De même, plus loin dans la chaîne de la conception-utilisation, on a noté il y a longtemps, à propos de certains robots, que leur adaptation à un travail donné relevait plus de l'apprentissage que de la programmation.

L'autonomie des objets et le déplacement du rôle de leurs concepteurs se traduisent aussi dans l'automatisation de leur processus génératif. La chaîne de fabrication est  comme la matrice maternelle où le concepteur-père va voir se matérialiser les concepts qu'il y a inséminés.
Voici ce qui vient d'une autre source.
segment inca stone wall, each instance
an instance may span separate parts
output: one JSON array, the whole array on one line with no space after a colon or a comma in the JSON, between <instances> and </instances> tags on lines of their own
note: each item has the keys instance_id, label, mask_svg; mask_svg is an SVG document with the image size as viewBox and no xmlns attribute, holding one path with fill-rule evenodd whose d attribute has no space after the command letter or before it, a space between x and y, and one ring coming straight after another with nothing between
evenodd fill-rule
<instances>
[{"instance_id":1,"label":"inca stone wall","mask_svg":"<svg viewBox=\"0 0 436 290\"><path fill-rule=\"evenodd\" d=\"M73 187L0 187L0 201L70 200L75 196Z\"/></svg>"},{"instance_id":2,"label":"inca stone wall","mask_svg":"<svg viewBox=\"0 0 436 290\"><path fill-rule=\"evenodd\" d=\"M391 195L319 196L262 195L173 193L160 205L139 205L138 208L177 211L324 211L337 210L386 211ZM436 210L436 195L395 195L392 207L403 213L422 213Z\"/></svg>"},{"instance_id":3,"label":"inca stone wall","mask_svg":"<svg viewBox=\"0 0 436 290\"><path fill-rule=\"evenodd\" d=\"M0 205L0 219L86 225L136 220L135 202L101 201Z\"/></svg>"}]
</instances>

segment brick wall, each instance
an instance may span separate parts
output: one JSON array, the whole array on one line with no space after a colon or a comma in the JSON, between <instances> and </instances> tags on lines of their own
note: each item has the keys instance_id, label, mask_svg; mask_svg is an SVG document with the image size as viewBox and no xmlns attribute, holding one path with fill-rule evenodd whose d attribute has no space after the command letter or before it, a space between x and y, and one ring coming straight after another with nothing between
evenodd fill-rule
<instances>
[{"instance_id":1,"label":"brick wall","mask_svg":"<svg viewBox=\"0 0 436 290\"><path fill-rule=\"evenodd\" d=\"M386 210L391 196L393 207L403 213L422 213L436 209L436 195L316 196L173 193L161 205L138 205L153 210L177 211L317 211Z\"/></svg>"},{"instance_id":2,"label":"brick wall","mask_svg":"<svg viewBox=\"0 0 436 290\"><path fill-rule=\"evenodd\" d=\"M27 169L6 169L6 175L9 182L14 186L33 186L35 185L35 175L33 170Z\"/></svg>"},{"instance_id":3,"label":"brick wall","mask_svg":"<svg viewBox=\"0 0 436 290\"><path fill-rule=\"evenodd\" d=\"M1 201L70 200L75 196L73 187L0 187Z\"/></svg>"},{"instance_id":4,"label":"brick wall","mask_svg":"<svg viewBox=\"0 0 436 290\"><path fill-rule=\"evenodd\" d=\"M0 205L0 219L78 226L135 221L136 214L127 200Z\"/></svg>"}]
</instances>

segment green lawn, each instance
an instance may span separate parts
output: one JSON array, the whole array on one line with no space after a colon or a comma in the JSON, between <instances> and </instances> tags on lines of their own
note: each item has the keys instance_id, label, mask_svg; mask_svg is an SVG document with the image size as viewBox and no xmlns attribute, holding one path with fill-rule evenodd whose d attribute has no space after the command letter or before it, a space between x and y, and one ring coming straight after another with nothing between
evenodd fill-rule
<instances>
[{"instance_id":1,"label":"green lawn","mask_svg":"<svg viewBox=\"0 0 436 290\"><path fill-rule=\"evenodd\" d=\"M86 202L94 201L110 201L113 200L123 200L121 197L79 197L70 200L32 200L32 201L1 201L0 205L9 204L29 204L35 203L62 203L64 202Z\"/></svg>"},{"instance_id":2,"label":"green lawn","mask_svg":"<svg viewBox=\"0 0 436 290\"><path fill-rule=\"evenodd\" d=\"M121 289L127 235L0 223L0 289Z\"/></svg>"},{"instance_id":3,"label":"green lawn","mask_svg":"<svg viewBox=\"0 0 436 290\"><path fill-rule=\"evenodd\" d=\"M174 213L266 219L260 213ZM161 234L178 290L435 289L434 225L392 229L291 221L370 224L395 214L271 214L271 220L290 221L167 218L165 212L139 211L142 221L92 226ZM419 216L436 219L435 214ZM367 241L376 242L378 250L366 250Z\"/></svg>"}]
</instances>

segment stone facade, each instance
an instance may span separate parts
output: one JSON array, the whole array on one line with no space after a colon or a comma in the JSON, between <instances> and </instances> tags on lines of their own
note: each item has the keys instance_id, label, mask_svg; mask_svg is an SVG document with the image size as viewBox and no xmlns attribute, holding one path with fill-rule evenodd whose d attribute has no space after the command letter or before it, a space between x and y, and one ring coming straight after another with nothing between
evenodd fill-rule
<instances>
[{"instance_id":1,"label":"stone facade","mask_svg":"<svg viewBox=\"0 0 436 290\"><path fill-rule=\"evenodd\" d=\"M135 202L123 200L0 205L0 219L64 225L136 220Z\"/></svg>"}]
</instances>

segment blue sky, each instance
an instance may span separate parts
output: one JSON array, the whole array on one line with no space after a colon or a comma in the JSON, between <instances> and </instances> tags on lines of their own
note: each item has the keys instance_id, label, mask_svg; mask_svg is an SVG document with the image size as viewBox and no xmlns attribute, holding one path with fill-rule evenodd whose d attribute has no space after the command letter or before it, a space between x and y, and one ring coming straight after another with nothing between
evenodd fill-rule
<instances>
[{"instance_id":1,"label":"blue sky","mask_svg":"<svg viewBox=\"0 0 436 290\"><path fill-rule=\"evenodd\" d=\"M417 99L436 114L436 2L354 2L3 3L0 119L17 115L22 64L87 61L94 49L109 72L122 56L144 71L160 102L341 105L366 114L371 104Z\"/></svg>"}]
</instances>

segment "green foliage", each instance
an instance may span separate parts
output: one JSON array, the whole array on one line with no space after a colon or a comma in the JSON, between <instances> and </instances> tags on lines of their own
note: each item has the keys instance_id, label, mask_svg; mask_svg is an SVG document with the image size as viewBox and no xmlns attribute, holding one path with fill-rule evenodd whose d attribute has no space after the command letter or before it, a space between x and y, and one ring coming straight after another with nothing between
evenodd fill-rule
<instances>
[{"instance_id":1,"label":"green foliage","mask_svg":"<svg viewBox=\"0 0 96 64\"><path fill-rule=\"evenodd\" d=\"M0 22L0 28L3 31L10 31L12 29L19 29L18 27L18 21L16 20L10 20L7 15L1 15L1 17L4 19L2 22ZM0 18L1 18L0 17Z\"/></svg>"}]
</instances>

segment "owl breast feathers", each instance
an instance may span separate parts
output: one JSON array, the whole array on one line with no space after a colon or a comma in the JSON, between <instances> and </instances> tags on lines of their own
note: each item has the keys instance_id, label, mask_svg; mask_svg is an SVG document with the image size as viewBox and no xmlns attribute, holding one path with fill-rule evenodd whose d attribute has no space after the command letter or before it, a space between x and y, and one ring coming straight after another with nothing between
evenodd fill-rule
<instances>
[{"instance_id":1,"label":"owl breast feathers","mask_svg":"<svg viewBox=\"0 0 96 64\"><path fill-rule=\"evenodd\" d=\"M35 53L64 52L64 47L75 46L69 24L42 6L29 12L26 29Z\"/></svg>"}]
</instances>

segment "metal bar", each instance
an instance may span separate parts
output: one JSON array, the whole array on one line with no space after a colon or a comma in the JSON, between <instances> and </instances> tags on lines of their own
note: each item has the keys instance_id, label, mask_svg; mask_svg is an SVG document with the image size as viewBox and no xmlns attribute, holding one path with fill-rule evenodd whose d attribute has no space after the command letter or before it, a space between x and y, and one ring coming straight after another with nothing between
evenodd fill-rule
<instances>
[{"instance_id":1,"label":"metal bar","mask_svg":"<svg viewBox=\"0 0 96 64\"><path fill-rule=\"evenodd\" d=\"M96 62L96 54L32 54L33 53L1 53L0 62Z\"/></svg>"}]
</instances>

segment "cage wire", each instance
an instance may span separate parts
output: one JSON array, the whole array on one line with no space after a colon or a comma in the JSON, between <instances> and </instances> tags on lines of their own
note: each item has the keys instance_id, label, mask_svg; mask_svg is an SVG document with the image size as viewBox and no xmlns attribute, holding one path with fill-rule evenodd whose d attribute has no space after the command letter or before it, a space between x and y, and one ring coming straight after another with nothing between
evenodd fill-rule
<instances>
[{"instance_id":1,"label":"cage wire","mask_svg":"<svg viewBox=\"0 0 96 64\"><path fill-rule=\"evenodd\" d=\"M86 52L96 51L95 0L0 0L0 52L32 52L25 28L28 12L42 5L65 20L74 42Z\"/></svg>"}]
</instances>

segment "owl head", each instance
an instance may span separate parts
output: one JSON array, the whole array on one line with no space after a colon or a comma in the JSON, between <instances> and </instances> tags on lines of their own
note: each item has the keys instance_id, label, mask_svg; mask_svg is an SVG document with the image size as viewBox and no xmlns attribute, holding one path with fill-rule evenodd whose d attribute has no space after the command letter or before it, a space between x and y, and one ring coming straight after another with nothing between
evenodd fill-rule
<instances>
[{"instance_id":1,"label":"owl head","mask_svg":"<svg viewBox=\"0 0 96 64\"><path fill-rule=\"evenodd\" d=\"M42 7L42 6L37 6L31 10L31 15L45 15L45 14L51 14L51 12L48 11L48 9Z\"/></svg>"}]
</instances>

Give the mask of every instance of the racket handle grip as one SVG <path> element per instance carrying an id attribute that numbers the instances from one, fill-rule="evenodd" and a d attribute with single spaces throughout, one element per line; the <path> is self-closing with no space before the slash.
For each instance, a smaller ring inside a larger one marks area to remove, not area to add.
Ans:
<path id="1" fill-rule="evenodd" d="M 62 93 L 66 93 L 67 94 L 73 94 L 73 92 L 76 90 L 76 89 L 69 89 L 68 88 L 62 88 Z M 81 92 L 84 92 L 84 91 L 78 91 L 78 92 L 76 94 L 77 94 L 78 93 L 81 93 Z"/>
Déjà l'outil crée une distanciation avec l'objet produit. Le silex sépare le bois ou le cuir de la main qui les travaille. Puis l'outil devient machine, la main et même le cerveau de l’ouvrier s’éloignent encore de la matière travaillée.  Enfin, la machine automatique finit par fabriquer elle-même, sans intervention autre que de surveillance, les produits désirés. L'ouvrier devient conducteur de machine, opérateur isolé dans une cabine de surveillance, coupé du contact direct avec le processus, parfois géographiquement éloigné de lui.  Et la machine-elle même se digitalise. La boucle est bouclée.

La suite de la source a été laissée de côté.